A Canadian man marks the first bird flu death in North America, officials from the country reported Wednesday. The Alberta man initially contracted the virus while travelling abroad in Beijing, China, where infected poultry and dense population has made the H5N1 strain particularly virulent.
So far, no cases of H5N1 have been reported in the United States among both humans and animals, and, in fact, this is the first case ever, the officials said, of someone bringing the virus across international lines to a country where the disease isn’t already present. Rona Ambrose, Canadian’s Health Minister, said people shouldn’t be worried about contracting the virus.

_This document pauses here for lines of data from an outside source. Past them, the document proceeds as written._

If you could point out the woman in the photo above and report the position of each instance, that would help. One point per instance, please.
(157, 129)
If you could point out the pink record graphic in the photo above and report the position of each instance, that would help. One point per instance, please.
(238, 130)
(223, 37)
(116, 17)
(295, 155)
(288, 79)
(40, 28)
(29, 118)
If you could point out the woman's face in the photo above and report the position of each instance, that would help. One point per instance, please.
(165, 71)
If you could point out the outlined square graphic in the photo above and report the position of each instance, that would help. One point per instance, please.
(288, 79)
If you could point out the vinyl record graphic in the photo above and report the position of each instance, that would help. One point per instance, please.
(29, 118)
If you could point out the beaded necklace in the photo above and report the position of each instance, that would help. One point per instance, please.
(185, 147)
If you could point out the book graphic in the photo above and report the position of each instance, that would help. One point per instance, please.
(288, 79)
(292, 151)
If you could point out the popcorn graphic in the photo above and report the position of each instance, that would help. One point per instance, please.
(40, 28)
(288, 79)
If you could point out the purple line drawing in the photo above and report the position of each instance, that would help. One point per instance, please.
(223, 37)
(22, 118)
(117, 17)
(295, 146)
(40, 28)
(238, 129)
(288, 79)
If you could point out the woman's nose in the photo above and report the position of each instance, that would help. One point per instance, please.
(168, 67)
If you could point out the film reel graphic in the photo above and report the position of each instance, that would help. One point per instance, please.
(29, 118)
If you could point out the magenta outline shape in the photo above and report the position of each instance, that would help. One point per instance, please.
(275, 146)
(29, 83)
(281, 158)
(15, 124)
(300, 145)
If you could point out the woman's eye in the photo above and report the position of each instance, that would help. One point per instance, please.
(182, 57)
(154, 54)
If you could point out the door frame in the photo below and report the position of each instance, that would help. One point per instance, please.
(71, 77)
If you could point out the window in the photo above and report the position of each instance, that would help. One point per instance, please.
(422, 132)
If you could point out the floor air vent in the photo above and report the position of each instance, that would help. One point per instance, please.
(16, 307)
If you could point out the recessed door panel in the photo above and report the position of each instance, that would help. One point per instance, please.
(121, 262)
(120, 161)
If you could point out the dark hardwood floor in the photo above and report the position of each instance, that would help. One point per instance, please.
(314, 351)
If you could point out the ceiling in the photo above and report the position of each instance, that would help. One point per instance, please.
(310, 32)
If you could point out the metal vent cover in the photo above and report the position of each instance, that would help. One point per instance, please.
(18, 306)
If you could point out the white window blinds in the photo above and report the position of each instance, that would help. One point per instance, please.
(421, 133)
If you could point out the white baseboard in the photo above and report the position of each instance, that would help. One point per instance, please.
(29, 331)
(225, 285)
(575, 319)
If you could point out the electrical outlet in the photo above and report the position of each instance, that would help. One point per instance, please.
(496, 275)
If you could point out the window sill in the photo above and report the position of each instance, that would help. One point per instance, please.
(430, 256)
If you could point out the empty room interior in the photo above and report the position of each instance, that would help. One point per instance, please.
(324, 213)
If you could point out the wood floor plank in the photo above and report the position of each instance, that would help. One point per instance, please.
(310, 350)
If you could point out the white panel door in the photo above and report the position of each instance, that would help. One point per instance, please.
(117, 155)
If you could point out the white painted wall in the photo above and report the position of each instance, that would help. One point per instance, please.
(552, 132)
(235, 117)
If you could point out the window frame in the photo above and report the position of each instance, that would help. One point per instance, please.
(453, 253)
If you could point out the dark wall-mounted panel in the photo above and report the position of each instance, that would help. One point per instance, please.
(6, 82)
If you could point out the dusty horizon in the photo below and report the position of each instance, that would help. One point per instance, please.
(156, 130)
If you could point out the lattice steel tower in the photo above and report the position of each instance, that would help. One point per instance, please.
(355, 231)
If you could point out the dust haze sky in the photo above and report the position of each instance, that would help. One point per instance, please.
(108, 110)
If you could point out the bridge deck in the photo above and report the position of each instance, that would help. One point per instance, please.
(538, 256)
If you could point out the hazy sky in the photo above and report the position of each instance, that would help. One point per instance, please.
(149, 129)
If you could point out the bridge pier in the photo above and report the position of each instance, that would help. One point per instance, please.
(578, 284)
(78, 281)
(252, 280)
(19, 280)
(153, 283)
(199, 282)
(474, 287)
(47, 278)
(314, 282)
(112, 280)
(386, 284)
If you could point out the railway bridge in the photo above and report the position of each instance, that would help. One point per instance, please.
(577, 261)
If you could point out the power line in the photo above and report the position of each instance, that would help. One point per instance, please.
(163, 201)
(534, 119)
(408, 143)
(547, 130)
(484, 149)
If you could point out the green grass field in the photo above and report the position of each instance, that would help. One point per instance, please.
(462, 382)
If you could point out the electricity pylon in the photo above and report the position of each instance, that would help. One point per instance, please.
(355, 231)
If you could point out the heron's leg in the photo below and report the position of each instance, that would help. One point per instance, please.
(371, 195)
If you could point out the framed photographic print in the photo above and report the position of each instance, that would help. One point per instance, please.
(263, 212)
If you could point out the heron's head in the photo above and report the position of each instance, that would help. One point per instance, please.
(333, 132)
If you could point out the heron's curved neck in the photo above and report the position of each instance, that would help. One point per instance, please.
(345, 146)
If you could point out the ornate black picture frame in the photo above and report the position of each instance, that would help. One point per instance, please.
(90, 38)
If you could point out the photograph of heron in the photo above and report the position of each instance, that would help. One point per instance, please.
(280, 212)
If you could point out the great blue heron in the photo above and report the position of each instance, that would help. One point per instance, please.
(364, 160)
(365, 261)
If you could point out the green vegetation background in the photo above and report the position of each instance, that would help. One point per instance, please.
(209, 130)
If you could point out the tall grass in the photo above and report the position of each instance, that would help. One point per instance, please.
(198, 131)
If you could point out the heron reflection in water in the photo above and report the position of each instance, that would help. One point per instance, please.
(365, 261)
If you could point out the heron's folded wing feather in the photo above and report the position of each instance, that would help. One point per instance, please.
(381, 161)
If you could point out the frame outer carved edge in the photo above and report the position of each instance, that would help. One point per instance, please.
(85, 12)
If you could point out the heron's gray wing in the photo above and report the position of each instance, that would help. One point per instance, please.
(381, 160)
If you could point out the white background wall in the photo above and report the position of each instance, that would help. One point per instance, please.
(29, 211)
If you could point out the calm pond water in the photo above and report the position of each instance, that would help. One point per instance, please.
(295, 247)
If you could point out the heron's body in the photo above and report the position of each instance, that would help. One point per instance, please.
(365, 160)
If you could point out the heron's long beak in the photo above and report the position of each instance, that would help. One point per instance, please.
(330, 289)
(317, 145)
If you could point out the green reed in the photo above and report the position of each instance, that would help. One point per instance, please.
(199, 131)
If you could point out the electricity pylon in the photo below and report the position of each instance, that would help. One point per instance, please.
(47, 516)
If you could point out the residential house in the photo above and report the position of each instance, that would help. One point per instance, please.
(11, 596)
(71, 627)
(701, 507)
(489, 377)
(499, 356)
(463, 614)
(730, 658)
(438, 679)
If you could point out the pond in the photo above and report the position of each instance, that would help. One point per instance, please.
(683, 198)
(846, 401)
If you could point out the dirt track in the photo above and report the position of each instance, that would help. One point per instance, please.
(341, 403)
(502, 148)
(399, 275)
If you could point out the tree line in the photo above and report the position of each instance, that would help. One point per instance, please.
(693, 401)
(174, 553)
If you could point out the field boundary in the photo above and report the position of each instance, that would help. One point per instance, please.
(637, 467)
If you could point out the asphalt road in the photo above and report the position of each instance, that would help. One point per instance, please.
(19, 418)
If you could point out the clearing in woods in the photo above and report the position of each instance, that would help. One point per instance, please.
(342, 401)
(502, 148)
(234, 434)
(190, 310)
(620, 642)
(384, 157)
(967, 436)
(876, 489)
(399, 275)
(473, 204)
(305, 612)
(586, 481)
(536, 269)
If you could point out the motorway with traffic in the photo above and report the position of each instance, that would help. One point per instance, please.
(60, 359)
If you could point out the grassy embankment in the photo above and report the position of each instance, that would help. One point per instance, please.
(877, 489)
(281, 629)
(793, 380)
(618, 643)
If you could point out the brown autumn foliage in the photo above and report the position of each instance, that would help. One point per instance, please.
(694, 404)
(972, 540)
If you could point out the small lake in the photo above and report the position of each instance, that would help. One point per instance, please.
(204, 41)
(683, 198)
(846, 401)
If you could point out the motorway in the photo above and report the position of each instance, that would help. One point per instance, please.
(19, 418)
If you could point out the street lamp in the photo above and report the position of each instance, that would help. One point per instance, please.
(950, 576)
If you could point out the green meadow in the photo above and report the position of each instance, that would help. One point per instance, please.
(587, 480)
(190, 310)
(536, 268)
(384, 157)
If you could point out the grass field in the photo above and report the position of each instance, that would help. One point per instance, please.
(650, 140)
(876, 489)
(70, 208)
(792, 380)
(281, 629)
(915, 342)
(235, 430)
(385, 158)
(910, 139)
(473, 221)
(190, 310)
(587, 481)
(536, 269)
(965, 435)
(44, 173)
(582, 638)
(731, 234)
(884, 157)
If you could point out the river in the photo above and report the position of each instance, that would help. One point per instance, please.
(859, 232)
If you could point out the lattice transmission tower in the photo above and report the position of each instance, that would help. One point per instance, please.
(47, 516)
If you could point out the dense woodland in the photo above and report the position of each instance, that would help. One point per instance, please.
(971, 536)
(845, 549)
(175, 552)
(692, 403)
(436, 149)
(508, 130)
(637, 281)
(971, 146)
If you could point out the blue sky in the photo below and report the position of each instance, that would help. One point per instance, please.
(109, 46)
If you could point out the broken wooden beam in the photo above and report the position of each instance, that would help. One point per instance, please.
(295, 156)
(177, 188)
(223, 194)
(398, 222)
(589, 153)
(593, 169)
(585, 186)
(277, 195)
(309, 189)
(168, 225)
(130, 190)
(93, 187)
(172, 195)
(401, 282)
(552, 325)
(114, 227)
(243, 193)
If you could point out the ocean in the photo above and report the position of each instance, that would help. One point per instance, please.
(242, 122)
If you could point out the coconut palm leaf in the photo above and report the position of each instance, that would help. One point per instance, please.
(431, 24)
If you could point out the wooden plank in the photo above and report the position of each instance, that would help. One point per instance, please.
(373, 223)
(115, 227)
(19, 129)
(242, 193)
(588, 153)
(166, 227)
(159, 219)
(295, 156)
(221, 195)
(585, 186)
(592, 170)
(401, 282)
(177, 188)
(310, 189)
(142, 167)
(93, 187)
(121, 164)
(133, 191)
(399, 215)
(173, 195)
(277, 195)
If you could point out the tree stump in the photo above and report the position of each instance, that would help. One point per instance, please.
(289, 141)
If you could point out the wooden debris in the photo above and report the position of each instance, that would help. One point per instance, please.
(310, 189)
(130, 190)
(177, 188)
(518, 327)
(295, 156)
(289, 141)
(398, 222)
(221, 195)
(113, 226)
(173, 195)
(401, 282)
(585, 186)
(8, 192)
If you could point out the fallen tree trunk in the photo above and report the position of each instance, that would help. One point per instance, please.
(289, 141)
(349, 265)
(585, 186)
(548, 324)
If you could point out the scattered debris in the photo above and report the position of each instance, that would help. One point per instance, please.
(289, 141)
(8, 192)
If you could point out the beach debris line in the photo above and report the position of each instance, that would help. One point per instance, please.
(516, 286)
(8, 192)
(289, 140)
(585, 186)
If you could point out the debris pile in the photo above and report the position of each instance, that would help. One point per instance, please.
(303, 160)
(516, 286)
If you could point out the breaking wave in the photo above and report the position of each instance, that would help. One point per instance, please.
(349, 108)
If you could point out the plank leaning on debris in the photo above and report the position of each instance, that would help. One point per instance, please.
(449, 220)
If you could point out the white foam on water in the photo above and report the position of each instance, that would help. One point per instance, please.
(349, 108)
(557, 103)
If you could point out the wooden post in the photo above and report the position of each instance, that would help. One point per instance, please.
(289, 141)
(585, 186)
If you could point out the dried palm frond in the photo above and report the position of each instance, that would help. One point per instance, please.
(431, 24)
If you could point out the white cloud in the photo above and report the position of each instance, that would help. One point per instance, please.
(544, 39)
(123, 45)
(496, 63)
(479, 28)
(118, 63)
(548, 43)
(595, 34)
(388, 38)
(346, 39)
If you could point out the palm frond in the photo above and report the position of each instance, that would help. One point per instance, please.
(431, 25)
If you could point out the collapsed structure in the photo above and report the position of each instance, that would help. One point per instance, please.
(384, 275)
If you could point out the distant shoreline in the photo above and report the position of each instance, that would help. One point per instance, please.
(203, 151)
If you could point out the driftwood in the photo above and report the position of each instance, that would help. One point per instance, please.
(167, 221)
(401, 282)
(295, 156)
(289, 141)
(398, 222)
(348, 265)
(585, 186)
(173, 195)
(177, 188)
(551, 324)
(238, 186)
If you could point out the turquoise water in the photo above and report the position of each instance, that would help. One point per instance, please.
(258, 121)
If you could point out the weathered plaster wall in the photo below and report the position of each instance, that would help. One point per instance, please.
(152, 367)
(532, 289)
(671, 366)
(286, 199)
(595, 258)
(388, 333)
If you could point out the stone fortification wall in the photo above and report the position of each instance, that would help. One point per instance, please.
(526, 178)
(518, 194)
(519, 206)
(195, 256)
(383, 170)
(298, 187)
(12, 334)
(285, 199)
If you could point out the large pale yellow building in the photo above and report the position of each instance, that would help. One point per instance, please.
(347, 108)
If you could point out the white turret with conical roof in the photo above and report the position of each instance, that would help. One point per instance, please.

"As Canada's Health Minister I want to reassure the public this is an isolated case,” said Ambrose, according to CNN. "The risk of H5N1 to Canadians is very low. There is no evidence of sustained human-to-human transmission. It is also important for Canadians to know that this case is not part of the seasonal flu which circulates in Canada every year."
Most strains of bird flu aren’t disease-causing in humans. But then there are others, which are known as zoonotic, meaning they can infect humans and cause disease, according to the World Health Organization. Among these strains are H7N7, H9N2, and, since it started circulating around parts of northeast Africa and Asia in 1997, H5N1.
While it may be disheartening, troublesome even, to hear the H5N1 strain has made its way to North America, since 2003 only 648 human cases of the virus have been detected. According to the Centers for Disease Control and Prevention, people do not need to take special precautions as a result of the outbreak in Canada, nor are there any restrictions for people traveling “to any of the countries affected by highly pathogenic avian influenza (HPAI) A (H5N1) virus in poultry.”